Some of the most valuable experiences I have had at Johnson thus far have been through performance learning: working with a real client, presenting to a mock Board of Directors, or quickly mobilizing a team to research and respond to a question. Through these experiences, I earned the satisfaction of solving complex, real-world problems while building my confidence applying the methods I had learned in other classes.

The value of practical application was never clearer than when I was putting the lessons I learned in our Management Cases class to work during my internship. This past summer I worked as a Strategy Intern at SYPartners, a transformation company that provides design-smart consulting at the intersection of business, brand, and culture to leadership teams at Fortune 500 firms.

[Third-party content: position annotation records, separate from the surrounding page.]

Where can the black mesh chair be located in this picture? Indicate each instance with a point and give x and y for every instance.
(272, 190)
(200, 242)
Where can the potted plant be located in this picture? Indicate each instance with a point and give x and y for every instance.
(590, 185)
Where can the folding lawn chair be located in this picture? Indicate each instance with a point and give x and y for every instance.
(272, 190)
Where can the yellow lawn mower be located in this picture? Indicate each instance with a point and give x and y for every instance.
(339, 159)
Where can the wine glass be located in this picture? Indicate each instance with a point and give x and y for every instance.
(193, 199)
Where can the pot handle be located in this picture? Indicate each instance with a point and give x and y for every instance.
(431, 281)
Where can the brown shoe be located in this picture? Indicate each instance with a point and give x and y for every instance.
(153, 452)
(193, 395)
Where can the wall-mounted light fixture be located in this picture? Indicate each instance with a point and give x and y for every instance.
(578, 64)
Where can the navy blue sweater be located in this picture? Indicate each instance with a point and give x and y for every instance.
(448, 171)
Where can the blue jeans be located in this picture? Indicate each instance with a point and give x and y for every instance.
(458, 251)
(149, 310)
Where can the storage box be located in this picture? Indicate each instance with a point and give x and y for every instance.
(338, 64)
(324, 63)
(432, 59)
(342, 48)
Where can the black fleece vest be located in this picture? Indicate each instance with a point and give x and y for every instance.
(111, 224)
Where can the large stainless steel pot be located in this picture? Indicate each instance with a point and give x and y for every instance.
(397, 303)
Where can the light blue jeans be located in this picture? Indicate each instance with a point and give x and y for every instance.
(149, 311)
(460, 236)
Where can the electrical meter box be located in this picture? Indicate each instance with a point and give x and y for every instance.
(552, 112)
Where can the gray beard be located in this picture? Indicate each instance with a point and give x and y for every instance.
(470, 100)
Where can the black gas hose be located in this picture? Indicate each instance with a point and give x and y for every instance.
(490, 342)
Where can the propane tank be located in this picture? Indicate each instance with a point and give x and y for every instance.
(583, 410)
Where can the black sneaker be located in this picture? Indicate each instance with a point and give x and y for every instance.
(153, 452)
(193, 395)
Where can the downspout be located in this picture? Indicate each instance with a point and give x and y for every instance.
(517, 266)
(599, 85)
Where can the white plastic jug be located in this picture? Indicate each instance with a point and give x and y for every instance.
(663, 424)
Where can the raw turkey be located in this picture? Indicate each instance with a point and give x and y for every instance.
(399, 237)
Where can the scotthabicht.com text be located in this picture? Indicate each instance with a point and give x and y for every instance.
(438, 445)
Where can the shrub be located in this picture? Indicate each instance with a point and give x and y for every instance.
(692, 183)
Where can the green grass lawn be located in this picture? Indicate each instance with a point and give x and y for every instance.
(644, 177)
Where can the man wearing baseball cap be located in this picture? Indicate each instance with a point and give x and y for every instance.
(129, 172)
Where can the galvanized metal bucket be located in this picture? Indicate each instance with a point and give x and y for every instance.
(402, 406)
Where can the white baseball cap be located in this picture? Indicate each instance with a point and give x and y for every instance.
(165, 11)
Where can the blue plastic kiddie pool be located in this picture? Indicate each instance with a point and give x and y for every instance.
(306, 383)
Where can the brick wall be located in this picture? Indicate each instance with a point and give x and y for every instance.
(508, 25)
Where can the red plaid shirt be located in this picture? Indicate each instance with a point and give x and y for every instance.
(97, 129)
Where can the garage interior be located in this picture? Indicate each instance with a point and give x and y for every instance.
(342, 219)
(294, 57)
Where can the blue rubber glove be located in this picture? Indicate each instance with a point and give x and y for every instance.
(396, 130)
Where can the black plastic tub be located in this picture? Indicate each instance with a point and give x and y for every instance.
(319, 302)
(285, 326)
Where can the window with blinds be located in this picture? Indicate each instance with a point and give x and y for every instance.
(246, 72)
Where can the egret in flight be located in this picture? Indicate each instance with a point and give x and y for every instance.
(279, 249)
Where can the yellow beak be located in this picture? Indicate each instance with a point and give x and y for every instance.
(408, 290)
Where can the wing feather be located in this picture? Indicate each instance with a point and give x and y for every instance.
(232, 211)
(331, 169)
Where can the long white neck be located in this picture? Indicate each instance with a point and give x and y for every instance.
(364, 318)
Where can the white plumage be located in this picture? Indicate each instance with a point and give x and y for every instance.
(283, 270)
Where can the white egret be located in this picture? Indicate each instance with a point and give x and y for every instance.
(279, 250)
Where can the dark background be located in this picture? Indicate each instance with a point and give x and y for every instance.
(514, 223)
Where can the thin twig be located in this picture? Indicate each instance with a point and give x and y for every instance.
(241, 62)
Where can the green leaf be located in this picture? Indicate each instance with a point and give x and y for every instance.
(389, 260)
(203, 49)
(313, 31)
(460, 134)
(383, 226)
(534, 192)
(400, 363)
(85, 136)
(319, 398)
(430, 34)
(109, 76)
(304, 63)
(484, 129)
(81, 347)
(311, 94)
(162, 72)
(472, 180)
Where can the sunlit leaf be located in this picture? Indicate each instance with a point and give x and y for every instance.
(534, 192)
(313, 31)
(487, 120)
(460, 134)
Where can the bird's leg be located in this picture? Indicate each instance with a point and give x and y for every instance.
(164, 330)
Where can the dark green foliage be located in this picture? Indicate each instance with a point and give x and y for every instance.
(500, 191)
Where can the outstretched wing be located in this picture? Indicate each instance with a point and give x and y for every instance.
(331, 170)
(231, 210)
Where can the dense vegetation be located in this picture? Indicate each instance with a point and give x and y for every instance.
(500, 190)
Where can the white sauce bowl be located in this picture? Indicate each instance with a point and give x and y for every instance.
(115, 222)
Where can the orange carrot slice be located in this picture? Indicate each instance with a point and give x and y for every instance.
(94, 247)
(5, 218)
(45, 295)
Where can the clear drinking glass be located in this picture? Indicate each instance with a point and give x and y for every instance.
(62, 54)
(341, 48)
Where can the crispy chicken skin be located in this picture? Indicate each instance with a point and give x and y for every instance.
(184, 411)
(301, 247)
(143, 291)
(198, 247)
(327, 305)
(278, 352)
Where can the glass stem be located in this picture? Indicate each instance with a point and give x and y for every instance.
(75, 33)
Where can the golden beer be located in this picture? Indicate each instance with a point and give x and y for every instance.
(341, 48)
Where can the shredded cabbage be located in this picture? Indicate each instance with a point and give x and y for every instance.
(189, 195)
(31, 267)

During Management Cases, I tackled a new case each week on topics that spanned the breadth of possible business decisions: from market entry, to IPO, to organizational change. I dove into pages of market data, qualitative accounts, and financial statements to create clarity from chaos, and structure information in a mutually exclusive yet comprehensively exhaustive way. We also learned, by continuous application, the Minto method of structuring problems: clearly establish an organization’s current situation, identify the complications it faces that demand a response, highlight the key questions that will determine the path forward, and answer those questions with a recommendation for action.

During my internship, I worked as a strategist, collecting research, building frameworks, and prototyping client solutions. I spent a great deal of time working collaboratively with designers, production artists, and other strategists to translate my research and ideas into visually compelling booklets, curated environments, and guided experiences. Building familiarity with these new mediums and adapting the visual presentation of my work was a worthy challenge by itself. On top of that, I still needed to aggregate research, develop insights, and make strategic recommendations to my team. Luckily, I already had months of experience drawing out insights from data and framing ideas with a CEO’s perspective from the Management Cases course.

Having already practiced establishing clarity from disparate data in Management Cases, I was able to deliver clear, concise research and recommendations from day one of my internship. This jump-start allowed me to focus on the advanced skillsets, like graphic design, that were unique to my field and enhanced the impact of my work.

A few weeks into my internship, I realized the less obvious advantages of learning these problem solving techniques by actually applying them in a performance learning environment. Not only was I well-versed in frameworks and techniques that helped me shape my thinking, I also had experience working on tight deadlines with newly formed teams, anticipating and responding to objections, and adapting to shifting time constraints, audiences, and priorities.

So, this summer when a Principal asked me for a 30-second summary of the research I’d been collecting for weeks, delivering the key points in an orderly way felt like second nature. Fortunately for me, I’d already practiced presenting a succinct point of view dozens of times. Performance learning in valuable classes, like Management Cases, has been an invaluable bridge between the theory of my classes and the ambiguity of real-world application.